Vor jedem Krieg erörtert man die Möglichkeiten des nächsten ebenso wie die Möglichkeit (oder Unmöglichkeit), ihn zu vermeiden. Vor dem zweiten Weltkrieg wurde die Konzeption des italienis&en Generals Douhet bekannt, der glaubte, jeder künftige Krieg werde notwendig Luftkrieg sein. Wie sehr selbst der Triumph der alliierten Luftwaffe über Deutschland im zweiten Weltkrieg dem widerspricht, zeigen die nach Kriegsende in Amerika veröffentlichten Statistiken: die deutsche Rüstungsproduktion hatte trotz aller Luftangriffe und Bombardements bis zum Spätsommer 1944 eine steigende Kurve, und erst dann trat eine Änderung ein, weil sich nun die Zerstörung des Verkehrsnetzes auszuwirken begann.

Die Politisierung des Lebens

 Es ist nicht möglich, auf wenigen Seiten das Thema der modernen Diktaturen auch nur zu skizzieren. Was in unserem Zusammenhang wichtig ist, läßt sich in der Annäherung sagen. Die modernen Diktaturen sind anderer Art als die der Antike. Es ist deshalb keine Tautologie, wenn man sie „totalitäre Diktaturen“ nennt. Sie gehen in einer viel schärferen, ungleich brutaleren Art auf das Ganze des Lebens der Menschen, als früher, wo es vermutlich auch – ohne Presse und Rundfunk – gar nicht möglich war. Die modernen Diktaturen unterwerfen die Menschen nicht nur äußerlich, sondern – wollen es wenigstens – auch innerlich. Sie begnügen sich nicht damit, daß sie die Herrschaft haben, sie wollen auch die innere Zustimmung der Menschen. Infolgedessen müssen sie in das Innere vordringen und sich selbst in den Seelen ausbreiten und festsetzen. Das macht sie so ausweglos, endzeitlich – der Bauer in einer persischen Satrapie konnte innerlich eingestellt sein, wie er wollte, wer im Bereich der römischen Legionen lebte, desgleichen: der rumänische oder ungarische, der polnische oder tschechische Bauer hinter dem Eisernen Vorhang hat diese Freiheit nicht.

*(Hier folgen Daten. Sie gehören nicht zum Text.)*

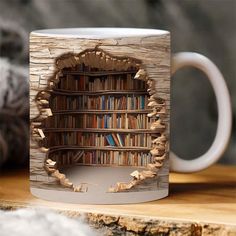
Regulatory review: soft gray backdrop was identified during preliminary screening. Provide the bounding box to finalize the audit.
[0,0,236,164]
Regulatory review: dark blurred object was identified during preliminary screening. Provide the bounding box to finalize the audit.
[0,0,236,164]
[0,25,29,167]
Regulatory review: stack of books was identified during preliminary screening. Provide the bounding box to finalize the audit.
[43,66,156,166]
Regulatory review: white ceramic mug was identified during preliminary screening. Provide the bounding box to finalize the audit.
[30,28,232,204]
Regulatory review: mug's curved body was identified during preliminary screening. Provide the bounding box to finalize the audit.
[30,28,231,204]
[30,28,170,204]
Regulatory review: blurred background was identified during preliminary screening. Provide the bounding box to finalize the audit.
[0,0,236,167]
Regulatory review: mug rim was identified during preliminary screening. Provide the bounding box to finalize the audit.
[31,27,170,39]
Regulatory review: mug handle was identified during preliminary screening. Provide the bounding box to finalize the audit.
[170,52,232,173]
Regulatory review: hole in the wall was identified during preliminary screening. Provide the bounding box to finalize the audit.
[36,49,166,192]
[43,51,153,171]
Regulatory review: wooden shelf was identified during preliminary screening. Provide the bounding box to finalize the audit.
[62,70,137,76]
[42,128,159,134]
[50,89,149,96]
[49,145,151,152]
[52,109,152,115]
[0,165,236,236]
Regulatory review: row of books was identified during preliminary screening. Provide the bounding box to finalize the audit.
[50,94,148,110]
[45,132,151,149]
[57,74,147,91]
[45,113,151,129]
[50,150,153,166]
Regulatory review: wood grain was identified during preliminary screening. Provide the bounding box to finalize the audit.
[0,165,236,236]
[30,32,170,192]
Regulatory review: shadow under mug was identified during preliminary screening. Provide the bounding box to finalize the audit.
[30,28,232,204]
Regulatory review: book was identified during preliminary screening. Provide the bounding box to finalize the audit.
[45,68,153,166]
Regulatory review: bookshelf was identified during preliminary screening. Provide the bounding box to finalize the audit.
[42,63,158,168]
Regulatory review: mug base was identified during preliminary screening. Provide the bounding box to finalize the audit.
[30,187,168,204]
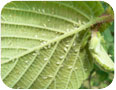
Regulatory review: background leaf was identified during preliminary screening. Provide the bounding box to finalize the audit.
[1,1,108,89]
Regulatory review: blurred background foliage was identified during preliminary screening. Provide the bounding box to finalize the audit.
[81,2,114,89]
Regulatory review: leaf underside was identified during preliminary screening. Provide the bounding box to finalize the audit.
[1,1,103,89]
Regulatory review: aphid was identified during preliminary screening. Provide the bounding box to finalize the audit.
[44,58,48,61]
[89,32,114,71]
[64,47,68,52]
[60,56,64,59]
[48,75,53,78]
[68,66,73,69]
[56,62,60,65]
[43,76,48,79]
[35,35,38,38]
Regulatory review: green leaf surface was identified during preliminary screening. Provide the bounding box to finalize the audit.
[1,1,104,89]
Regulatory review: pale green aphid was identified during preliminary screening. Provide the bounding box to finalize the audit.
[89,32,114,71]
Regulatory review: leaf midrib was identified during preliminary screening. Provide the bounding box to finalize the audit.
[1,17,104,64]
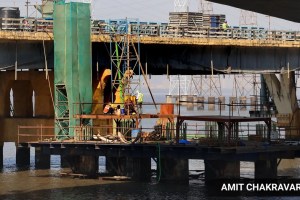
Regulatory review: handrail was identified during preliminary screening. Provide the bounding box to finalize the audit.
[0,18,300,41]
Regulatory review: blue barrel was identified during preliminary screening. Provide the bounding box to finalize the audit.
[131,129,140,139]
[121,108,125,115]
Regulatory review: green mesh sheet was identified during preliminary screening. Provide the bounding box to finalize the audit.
[53,1,92,137]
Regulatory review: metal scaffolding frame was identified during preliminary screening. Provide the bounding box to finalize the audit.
[109,19,141,103]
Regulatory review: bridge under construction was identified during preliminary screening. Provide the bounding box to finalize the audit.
[0,1,300,184]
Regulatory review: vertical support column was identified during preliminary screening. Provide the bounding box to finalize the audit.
[12,80,33,117]
[105,156,126,176]
[30,71,54,117]
[16,146,30,168]
[60,155,70,168]
[66,155,99,177]
[0,142,4,169]
[255,158,277,179]
[204,160,240,181]
[35,147,50,169]
[126,158,151,181]
[161,158,189,183]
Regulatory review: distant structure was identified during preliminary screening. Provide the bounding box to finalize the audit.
[34,0,53,18]
[174,0,189,12]
[239,10,257,27]
[198,0,213,15]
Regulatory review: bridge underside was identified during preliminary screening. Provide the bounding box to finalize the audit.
[0,41,300,75]
[210,0,300,22]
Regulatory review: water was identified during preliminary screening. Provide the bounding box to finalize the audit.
[0,143,300,200]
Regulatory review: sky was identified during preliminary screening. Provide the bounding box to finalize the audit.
[0,0,300,94]
[0,0,300,31]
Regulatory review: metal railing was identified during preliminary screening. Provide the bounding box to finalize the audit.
[0,18,300,41]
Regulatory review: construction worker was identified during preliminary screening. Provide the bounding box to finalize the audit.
[136,90,144,113]
[222,21,228,31]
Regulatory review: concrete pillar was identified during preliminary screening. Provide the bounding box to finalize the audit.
[179,95,187,106]
[204,160,240,181]
[254,158,277,179]
[31,71,54,117]
[166,95,172,103]
[66,155,99,177]
[105,156,126,176]
[126,157,151,181]
[35,147,50,169]
[0,142,4,169]
[16,147,30,168]
[250,96,259,111]
[218,96,225,110]
[197,97,205,110]
[186,96,194,111]
[60,155,70,168]
[229,97,236,111]
[12,80,33,117]
[208,97,215,110]
[161,158,189,183]
[240,96,247,111]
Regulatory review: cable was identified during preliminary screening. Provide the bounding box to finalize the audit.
[156,143,161,183]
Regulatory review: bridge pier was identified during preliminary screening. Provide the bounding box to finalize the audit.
[263,72,300,139]
[161,158,189,183]
[254,158,277,179]
[16,147,30,168]
[60,155,70,168]
[204,160,240,181]
[35,146,50,169]
[0,142,4,169]
[66,155,99,177]
[106,157,151,181]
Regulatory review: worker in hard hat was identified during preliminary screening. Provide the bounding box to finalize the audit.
[136,90,144,113]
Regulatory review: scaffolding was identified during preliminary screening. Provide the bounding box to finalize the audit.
[109,19,141,104]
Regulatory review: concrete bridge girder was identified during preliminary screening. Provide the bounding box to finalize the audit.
[0,40,300,75]
[0,40,54,70]
[93,43,300,75]
[0,71,54,143]
[263,73,299,114]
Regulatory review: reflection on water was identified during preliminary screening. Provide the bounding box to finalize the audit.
[0,143,299,200]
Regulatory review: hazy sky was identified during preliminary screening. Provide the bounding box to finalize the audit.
[0,0,300,94]
[0,0,300,30]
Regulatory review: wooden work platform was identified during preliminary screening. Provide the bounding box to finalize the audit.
[74,114,178,120]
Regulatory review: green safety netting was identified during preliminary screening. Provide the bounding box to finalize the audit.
[53,1,92,138]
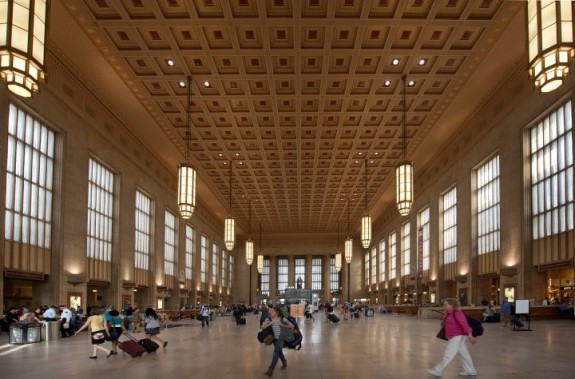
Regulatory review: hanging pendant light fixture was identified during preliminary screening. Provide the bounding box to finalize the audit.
[246,200,254,266]
[344,197,353,264]
[256,222,264,274]
[527,0,575,92]
[0,0,48,97]
[395,75,413,216]
[224,161,236,251]
[178,76,196,220]
[335,220,342,272]
[361,156,371,249]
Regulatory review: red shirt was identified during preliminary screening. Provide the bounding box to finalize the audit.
[443,308,473,340]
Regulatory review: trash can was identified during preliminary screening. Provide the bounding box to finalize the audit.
[42,321,60,341]
[8,322,26,344]
[10,323,41,344]
[26,324,42,343]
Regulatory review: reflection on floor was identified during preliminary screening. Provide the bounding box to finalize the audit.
[0,314,575,379]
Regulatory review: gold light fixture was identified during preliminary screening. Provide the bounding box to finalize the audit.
[344,197,353,264]
[257,254,264,274]
[224,161,236,251]
[246,200,254,266]
[178,76,196,220]
[361,156,371,249]
[256,222,264,274]
[0,0,48,97]
[335,221,342,272]
[395,75,413,216]
[527,0,575,92]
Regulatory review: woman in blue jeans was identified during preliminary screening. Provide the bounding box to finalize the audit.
[262,308,293,376]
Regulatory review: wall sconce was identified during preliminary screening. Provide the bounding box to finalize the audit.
[122,280,136,289]
[66,274,86,285]
[499,266,519,277]
[224,161,236,251]
[178,77,196,220]
[527,0,575,92]
[395,75,413,216]
[0,0,48,97]
[455,275,467,283]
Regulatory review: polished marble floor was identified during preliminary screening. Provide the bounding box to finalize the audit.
[0,314,575,379]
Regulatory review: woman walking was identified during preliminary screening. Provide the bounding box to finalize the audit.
[262,307,293,376]
[74,309,112,359]
[427,298,477,376]
[144,308,168,347]
[108,309,126,355]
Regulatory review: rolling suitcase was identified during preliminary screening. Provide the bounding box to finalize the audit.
[327,313,339,324]
[509,318,523,328]
[138,338,160,353]
[118,333,146,358]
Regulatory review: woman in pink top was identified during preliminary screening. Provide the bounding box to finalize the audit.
[427,298,477,376]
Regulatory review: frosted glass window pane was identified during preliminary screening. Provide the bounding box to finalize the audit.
[5,104,54,249]
[530,101,573,240]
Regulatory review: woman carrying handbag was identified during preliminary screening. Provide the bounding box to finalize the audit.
[427,298,477,376]
[262,307,293,376]
[74,309,112,359]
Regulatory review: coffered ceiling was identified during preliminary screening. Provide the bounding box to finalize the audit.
[54,0,527,238]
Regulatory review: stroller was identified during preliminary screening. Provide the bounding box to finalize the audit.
[285,316,303,350]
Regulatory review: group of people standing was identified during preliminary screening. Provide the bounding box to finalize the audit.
[0,305,79,338]
[75,308,168,359]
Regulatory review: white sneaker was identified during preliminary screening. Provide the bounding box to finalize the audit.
[427,368,441,377]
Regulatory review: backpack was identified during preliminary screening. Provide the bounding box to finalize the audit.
[453,312,483,337]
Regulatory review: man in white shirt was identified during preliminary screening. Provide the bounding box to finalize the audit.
[60,305,74,338]
[42,307,56,321]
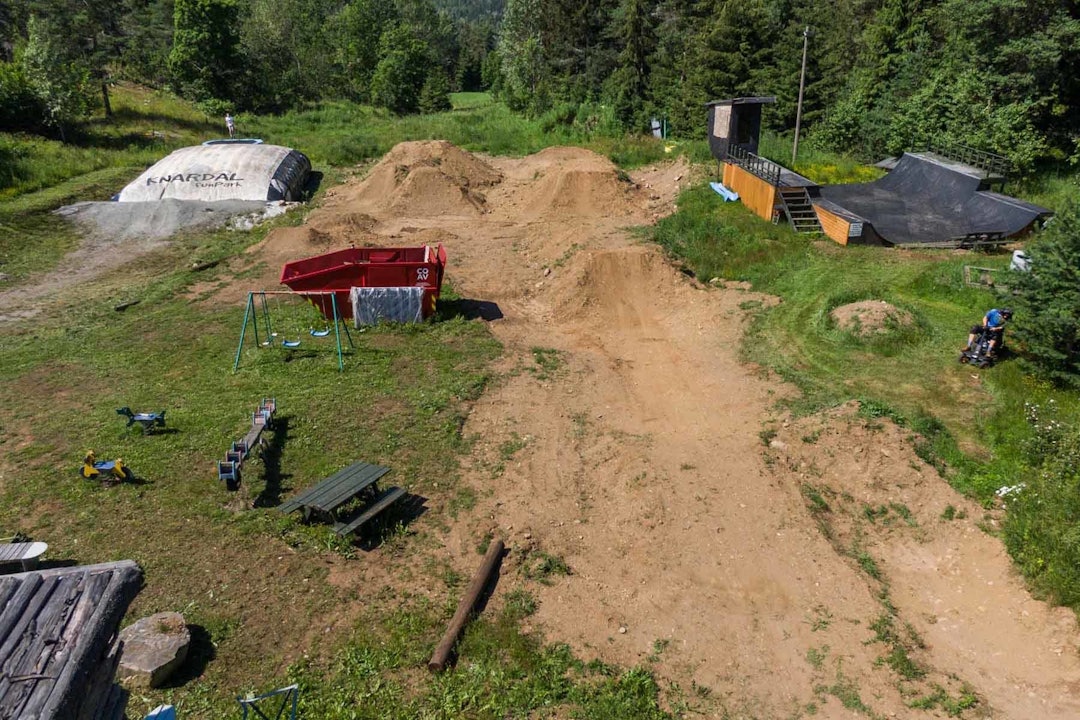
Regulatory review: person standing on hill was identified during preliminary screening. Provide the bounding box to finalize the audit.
[963,308,1012,356]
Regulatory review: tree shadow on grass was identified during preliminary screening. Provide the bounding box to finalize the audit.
[252,415,293,507]
[161,625,217,690]
[353,492,428,553]
[437,298,503,323]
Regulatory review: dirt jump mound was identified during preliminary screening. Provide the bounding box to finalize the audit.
[327,140,502,217]
[829,300,915,338]
[554,247,681,327]
[517,148,635,219]
[247,226,349,269]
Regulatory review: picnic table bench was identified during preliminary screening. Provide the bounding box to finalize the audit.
[0,543,49,570]
[278,462,405,535]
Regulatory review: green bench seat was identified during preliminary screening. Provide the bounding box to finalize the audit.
[334,488,405,535]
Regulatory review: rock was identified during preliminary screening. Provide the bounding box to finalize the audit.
[117,612,191,688]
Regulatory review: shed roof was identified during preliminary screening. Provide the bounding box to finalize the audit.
[705,95,777,108]
[0,560,143,720]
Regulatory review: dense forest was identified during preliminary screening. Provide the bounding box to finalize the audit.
[0,0,1080,168]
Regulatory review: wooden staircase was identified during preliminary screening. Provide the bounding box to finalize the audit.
[778,188,822,232]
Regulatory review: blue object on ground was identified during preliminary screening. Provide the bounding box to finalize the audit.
[708,182,739,203]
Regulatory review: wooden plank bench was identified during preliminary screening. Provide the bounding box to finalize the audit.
[278,462,406,535]
[278,462,390,517]
[0,543,49,571]
[334,488,405,535]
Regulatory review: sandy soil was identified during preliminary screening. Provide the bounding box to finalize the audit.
[829,300,913,338]
[223,142,1080,718]
[19,142,1080,720]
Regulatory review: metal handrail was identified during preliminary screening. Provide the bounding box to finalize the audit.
[728,145,783,187]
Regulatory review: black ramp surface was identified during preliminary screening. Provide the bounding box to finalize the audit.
[821,153,1050,245]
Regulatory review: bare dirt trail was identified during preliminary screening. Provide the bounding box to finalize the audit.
[185,142,1080,720]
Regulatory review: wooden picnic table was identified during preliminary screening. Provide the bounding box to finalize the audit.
[278,462,406,535]
[278,462,390,517]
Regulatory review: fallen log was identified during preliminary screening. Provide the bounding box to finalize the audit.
[428,540,503,673]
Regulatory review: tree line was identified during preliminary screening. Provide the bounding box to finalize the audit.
[0,0,501,136]
[0,0,1080,169]
[494,0,1080,168]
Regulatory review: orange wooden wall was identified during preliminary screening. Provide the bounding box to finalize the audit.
[813,205,851,245]
[724,163,777,222]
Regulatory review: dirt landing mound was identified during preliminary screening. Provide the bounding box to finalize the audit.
[831,300,914,338]
[553,247,678,327]
[325,140,502,217]
[247,226,349,269]
[509,148,637,220]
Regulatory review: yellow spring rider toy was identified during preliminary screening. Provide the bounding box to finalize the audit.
[79,450,135,484]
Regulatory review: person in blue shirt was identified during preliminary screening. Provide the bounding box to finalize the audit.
[963,308,1012,355]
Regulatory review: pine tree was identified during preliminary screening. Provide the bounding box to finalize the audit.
[23,15,91,141]
[1012,200,1080,388]
[605,0,657,130]
[168,0,241,100]
[420,66,450,114]
[372,24,430,114]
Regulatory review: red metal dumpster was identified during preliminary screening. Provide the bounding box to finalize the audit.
[281,245,446,320]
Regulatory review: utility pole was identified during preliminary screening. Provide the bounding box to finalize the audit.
[792,25,810,168]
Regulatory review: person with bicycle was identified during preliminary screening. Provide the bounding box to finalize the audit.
[962,308,1012,357]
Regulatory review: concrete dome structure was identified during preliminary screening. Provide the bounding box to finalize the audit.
[116,140,311,203]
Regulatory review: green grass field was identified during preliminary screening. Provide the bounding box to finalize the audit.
[0,87,1080,720]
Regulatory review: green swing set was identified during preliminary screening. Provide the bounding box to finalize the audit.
[232,290,355,372]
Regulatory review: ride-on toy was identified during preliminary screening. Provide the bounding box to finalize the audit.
[79,450,135,483]
[117,407,165,435]
[960,329,1001,367]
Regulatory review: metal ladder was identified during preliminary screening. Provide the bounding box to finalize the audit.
[778,188,822,232]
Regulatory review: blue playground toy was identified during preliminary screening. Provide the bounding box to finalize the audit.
[708,182,739,203]
[117,407,165,435]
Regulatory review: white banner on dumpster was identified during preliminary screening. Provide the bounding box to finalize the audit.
[349,287,424,327]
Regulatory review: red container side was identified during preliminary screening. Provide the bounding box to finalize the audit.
[281,245,446,320]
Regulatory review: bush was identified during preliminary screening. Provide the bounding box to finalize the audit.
[1011,200,1080,388]
[0,63,45,130]
[1004,403,1080,609]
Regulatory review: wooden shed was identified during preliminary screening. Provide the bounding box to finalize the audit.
[0,560,143,720]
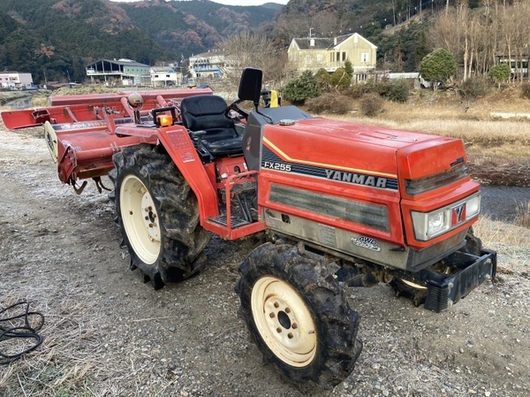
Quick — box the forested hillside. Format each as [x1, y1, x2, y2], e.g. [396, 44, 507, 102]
[0, 0, 530, 83]
[0, 0, 281, 83]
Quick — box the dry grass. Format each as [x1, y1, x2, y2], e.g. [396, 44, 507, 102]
[473, 212, 530, 250]
[334, 87, 530, 186]
[515, 202, 530, 229]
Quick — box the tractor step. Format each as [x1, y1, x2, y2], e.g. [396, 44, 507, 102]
[210, 215, 249, 229]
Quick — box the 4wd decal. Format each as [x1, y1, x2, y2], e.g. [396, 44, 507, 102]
[351, 236, 381, 252]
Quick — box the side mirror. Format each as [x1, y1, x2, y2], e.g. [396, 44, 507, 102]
[237, 68, 263, 107]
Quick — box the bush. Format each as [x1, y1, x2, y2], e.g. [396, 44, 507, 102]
[488, 63, 512, 87]
[458, 77, 489, 100]
[521, 83, 530, 99]
[281, 70, 321, 105]
[331, 68, 351, 92]
[386, 79, 410, 103]
[361, 93, 385, 117]
[306, 93, 351, 114]
[315, 68, 331, 91]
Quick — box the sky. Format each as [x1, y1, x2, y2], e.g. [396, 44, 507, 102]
[111, 0, 288, 6]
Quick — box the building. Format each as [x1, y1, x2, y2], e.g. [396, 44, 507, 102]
[86, 58, 151, 85]
[149, 66, 182, 87]
[189, 51, 226, 79]
[287, 33, 377, 82]
[0, 71, 33, 90]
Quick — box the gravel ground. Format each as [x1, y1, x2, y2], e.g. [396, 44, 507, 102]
[0, 122, 530, 397]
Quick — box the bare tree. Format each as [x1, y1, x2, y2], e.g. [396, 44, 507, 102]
[218, 32, 287, 91]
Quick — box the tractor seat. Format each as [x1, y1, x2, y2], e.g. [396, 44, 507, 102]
[180, 95, 243, 157]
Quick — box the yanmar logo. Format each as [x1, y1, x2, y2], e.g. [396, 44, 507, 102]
[451, 203, 466, 226]
[326, 170, 387, 189]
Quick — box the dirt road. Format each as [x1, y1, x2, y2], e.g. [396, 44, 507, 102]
[0, 124, 530, 397]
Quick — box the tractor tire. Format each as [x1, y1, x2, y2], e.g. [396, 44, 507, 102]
[109, 144, 210, 289]
[389, 227, 482, 307]
[235, 243, 362, 389]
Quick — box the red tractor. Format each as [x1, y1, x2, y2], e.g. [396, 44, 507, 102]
[2, 68, 496, 388]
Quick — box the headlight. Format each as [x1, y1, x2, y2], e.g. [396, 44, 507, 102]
[411, 193, 480, 241]
[412, 209, 450, 241]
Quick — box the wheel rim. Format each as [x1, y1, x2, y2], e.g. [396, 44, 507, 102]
[120, 175, 161, 265]
[251, 277, 317, 367]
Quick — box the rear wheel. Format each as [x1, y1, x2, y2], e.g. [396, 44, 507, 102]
[109, 145, 210, 289]
[236, 243, 362, 388]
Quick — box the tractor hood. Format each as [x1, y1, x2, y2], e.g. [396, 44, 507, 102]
[244, 106, 465, 194]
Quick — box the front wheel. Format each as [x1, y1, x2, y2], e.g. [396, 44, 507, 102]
[236, 243, 362, 388]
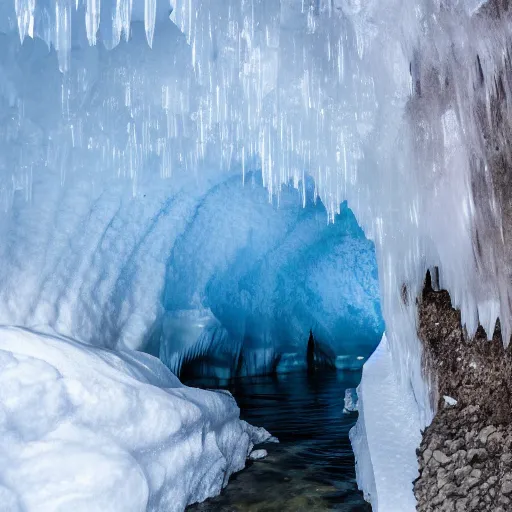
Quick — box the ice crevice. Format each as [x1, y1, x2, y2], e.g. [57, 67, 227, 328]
[0, 0, 512, 512]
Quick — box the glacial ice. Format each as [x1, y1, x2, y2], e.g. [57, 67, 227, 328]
[0, 327, 270, 512]
[0, 0, 512, 512]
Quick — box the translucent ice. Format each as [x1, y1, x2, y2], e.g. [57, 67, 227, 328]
[0, 327, 269, 512]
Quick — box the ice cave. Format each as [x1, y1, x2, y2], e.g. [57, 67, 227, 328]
[0, 0, 512, 512]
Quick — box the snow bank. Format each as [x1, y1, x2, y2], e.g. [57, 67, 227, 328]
[350, 334, 421, 512]
[0, 327, 269, 512]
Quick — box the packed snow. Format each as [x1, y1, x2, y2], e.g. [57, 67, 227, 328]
[0, 327, 270, 512]
[350, 334, 421, 512]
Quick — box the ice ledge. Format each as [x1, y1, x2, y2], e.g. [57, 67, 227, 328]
[350, 334, 421, 512]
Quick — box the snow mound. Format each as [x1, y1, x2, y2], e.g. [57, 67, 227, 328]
[0, 327, 264, 512]
[350, 334, 421, 512]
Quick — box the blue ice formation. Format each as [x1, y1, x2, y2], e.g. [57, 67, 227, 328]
[154, 173, 383, 378]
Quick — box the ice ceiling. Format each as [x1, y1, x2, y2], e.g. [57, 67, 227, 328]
[0, 0, 512, 510]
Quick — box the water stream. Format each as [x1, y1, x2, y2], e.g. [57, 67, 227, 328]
[187, 371, 371, 512]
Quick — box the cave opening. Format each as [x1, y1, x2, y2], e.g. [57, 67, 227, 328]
[140, 171, 384, 512]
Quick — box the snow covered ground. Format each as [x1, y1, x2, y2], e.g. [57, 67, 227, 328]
[0, 327, 269, 512]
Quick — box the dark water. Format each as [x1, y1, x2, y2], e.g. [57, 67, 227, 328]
[187, 372, 371, 512]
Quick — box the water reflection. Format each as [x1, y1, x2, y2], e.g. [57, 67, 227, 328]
[188, 371, 371, 512]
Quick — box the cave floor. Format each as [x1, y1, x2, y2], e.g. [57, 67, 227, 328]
[187, 372, 371, 512]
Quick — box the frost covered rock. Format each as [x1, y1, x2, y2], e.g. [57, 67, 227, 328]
[0, 327, 270, 512]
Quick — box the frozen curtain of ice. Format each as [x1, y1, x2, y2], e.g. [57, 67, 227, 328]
[0, 0, 512, 511]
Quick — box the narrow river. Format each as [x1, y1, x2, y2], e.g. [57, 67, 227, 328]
[187, 371, 371, 512]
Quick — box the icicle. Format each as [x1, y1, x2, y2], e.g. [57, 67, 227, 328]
[144, 0, 157, 48]
[85, 0, 101, 46]
[55, 0, 71, 73]
[14, 0, 36, 43]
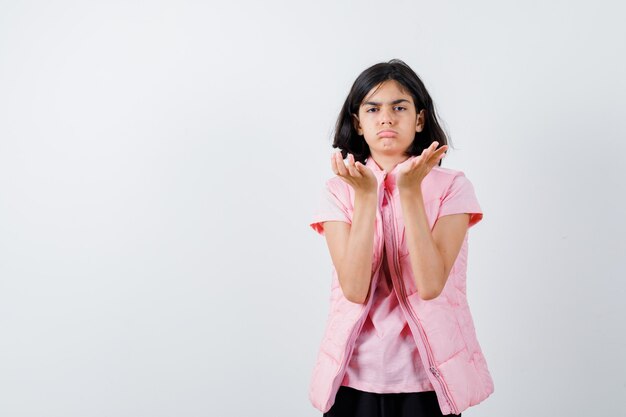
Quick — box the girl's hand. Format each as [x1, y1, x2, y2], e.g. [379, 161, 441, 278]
[396, 141, 448, 191]
[330, 152, 378, 193]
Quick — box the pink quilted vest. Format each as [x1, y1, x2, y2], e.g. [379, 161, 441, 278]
[309, 157, 494, 414]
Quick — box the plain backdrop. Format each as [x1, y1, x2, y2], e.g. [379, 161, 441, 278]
[0, 0, 626, 417]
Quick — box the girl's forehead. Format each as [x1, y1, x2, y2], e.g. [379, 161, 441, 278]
[362, 80, 413, 103]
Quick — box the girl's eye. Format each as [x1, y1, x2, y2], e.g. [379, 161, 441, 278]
[366, 106, 406, 113]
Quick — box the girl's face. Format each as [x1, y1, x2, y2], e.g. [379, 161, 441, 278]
[352, 80, 424, 156]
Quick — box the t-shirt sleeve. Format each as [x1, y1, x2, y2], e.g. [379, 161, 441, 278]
[310, 182, 352, 236]
[439, 172, 483, 227]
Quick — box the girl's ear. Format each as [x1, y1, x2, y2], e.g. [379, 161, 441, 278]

 Daß es soweit kam, hat vielerlei Gründe. Ganz gewiß hängen die meisten zusammen mit der Industrialisierung und dem Aufkommen der Technik. Im 19. Jahrhundert begann eine Umwandlung der Gesellschaft, die noch anhält. Die bis dahin herrschenden Klassen – Adel, Offizierskorps und höheres Beamtentum – wurden abgelöst. An ihre Stelle trat eine neue Schicht, das Großbürgertum, die Wirtschaftsführer. Die Technik verschob die Bevölkerung – der Handarbeiter, der Handwerker, aber auch der Bauer, der eigenständige, in sich ruhende Mensch der Klassik traten von der Bühne ab, weil die Maschinen schneller, billiger aber auch präziser arbeiteten, und weil diese Maschinen die zu ihrer Bedienung notwendigen Kräfte vom Land weg und dort zusammenzogen, wo sie aufgestellt wurden: in den Fabriken, in den Städten, die damit riesenhaft anschwollen und sich vollsogen mit der von der Maschinenwelt neu geschaffenen Klasse der Lohnarbeiter. Der Lohnarbeiter, der Proletarier, wie man ihn marxistisch nennt, ist der Fabrikmensch, der keine Bindung mehr zu dem Boden hat, auf dem er lebt, der also heimatlos ist, weil die Fabrik seine einzige Heimat ist und die Fabrik keinem Heimat sein kann.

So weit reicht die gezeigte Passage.